Are Asset Manager Valuations Headed Higher or Lower in 2016?

Barring Basis Risk, Barron’s is Bullish

Alternative Assets Industry Trends


Despite 195 nations signing onto the Paris Climate Conference commitment to clean energy last week, it looks like Santa will be stuffing most asset managers’ stockings with coal this Christmas. Hopefully it’s at least low-sulfur.

December has been a rough slog for the RIA space. So far it’s mostly been attributed to the cracks in high yield credit. With junk bonds stumbling shortly after Thanksgiving, managers with large high yield offerings are feeling the Grinch. One standout example: WDR. Waddell & Reed’s Ivy High Income Fund has suffered huge outflows this year. Pile outflows with asset devaluation and WDR’s stock has gotten crushed, losing almost a quarter of the company’s equity market cap so far this month (!).

Volatility is inversely related to Value

The hand wringing over illiquidity in the debt market has increased since the spring. In one of those career moments I’ll never forget, a client who started his career in fixed income told me last month “trading Treasuries used to be reasonably lucrative and a lot of fun – but now the only people who trade Treasuries are the government and Blackrock.” With illiquidity, of course, comes basis risk; and in this market, basis risk is not limited to fixed income.

Basis risk is mostly acutely felt (or feared) these days in private equity. The very public write-downs of unicorn investments threaten to tarnish the PE community, and anyone who manages what the FASB considers Level 3 assets along with them. Our blog has written extensively about the Square IPO, and to be polite, I would say the jury is still out on Square, but the LP community is only going to tolerate so many massive write-downs at IPO or sale. The Gilt transaction didn’t help matters. If this continues, the institutional community will want a different fee schedule, and the dominant trade in Greenwich will be long Ford (F), short Ferrari (RACE).

Then there’s the hedge fund community, which Mary Childs reported last week is reeling from another year of underperformance. The 2 and 20 model is losing in an age where even the annual management fee is seen as a reward for performance, and not just a retainer to cover a manager’s expense base. But better 1 and 10 than none and done.

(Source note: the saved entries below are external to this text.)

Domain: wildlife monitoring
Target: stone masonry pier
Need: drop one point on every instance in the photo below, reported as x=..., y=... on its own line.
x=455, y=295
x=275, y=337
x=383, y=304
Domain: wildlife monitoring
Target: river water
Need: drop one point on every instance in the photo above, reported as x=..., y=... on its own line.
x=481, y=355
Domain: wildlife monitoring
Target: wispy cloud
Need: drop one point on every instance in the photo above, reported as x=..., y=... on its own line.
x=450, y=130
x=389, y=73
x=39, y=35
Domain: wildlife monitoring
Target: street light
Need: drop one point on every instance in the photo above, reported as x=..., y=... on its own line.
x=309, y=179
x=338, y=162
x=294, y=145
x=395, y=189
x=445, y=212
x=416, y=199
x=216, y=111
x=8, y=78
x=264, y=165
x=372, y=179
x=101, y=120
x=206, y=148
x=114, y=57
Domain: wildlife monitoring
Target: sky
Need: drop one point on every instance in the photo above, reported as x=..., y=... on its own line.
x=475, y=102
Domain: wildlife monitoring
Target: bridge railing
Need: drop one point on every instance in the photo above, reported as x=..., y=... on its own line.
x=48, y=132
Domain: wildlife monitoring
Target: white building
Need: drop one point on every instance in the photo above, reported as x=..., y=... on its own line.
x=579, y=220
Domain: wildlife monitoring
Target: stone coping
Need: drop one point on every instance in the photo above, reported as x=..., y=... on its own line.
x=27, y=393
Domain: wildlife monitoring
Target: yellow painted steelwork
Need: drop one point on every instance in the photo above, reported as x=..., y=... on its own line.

Even diversified active managers are getting squeezed. Affiliated Managers Group is down over 13% this month, and Franklin Resources has lost almost 17% of its share price. With market leadership pretty narrow this year, our guess is that active management won’t have much to brag about, again, once the counting is done. If Vanguard or even Fidelity were public, we would have a great benchmark for pricing passive managers; but even Blackrock, which is into everything (especially iShares), suffered more than we would have expected this month, losing about 11%.

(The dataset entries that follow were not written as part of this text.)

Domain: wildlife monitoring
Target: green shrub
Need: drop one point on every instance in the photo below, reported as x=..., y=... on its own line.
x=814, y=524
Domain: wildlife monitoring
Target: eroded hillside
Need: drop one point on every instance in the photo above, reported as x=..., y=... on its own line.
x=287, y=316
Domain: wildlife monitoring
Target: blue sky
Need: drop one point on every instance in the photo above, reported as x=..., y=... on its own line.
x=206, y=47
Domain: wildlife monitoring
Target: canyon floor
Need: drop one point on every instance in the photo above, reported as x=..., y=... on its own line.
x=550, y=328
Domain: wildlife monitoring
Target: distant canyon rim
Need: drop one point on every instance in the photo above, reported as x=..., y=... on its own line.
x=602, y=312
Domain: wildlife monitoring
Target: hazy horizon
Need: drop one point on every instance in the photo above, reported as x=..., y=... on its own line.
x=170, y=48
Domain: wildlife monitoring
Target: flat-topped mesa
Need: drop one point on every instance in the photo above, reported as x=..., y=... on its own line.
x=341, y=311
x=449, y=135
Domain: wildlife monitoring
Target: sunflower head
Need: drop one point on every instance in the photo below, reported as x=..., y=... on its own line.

Taylor Swift in heavy rotation on my iPod

2016 may be a year of breakups in the asset management community, as weary investors throw in the towel on exotic and expensive strategies that haven’t worked. Passive strategies and those who deal in them look like the big winners in the near term.   We expect more growth in robo-advisors, but we’re still a long way from them getting meaningful market share.

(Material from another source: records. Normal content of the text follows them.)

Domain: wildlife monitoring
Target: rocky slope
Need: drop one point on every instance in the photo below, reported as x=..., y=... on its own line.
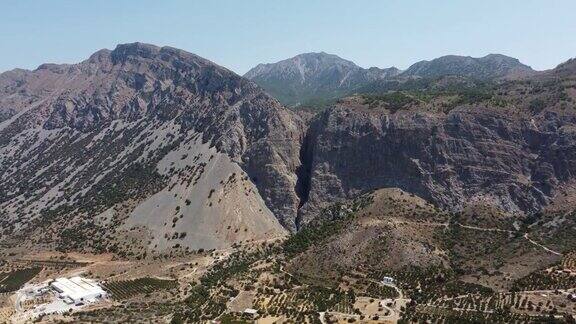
x=151, y=142
x=512, y=147
x=147, y=149
x=314, y=77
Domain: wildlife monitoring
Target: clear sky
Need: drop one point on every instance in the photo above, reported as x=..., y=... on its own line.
x=239, y=34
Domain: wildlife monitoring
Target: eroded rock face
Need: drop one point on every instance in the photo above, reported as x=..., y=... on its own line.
x=497, y=156
x=77, y=140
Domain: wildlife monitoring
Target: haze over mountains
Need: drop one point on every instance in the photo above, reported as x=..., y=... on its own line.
x=314, y=78
x=175, y=152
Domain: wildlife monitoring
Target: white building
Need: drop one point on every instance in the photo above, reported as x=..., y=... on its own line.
x=78, y=290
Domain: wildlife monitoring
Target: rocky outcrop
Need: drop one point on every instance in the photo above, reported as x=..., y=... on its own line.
x=314, y=77
x=90, y=139
x=488, y=67
x=509, y=157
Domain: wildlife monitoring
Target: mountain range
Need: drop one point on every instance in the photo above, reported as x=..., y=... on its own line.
x=152, y=150
x=316, y=78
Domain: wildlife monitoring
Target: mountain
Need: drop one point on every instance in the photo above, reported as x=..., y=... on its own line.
x=314, y=77
x=155, y=150
x=488, y=67
x=509, y=145
x=143, y=149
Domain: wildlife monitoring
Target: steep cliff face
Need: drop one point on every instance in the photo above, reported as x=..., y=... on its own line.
x=206, y=151
x=514, y=150
x=488, y=67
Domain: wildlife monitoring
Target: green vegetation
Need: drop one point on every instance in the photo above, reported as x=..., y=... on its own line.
x=333, y=221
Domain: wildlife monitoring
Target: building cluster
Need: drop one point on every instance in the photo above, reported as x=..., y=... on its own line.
x=78, y=290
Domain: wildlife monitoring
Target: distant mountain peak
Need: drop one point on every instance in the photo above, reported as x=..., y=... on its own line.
x=490, y=66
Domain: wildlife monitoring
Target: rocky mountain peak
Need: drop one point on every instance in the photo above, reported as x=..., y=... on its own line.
x=313, y=76
x=488, y=67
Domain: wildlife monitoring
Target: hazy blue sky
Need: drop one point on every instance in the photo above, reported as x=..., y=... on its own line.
x=238, y=34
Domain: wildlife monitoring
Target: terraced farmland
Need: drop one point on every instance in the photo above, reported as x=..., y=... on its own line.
x=13, y=280
x=125, y=289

It’s subtle, but the industry is bleeding fees. AUM growth has masked this so far, but a bear market could get ugly fast in a business where most expenses are either fixed (SG&A) or sticky (compensation). We’ve noted the downward trend in valuation multiples in asset management firms before, but if present trends continue, we’ll look back on 2013 as the perfect year to sell an RIA.

“But it’s on sale!”

Ever the contrarian to the market, Barron’s is viewing last week’s Black Friday special on RIAs as an opportunity to load up the shopping cart. The article’s worth a read, if just to note that there’s no new information in it to back Barron’s sanguine attitude. Yes, market multiples in the RIA space are lower than they have been for a few years, and they are lower than the market in general. Yes, asset management benefits from operating leverage in good times and margin expansion can be quick and phenomenal. Trouble is, operating leverage cuts both ways. In a period of fund outflows, asset devaluation, and potential fee schedule revision, the threats to the industry may well outnumber the opportunities.

Not to be Scrooge – maybe Barron’s is right and the market is wrong, but even if you (want to) agree with Barron’s perspective heading into Christmas, it’s helpful to remember that the market can stay irrational longer than you can stay solvent (or at least sober).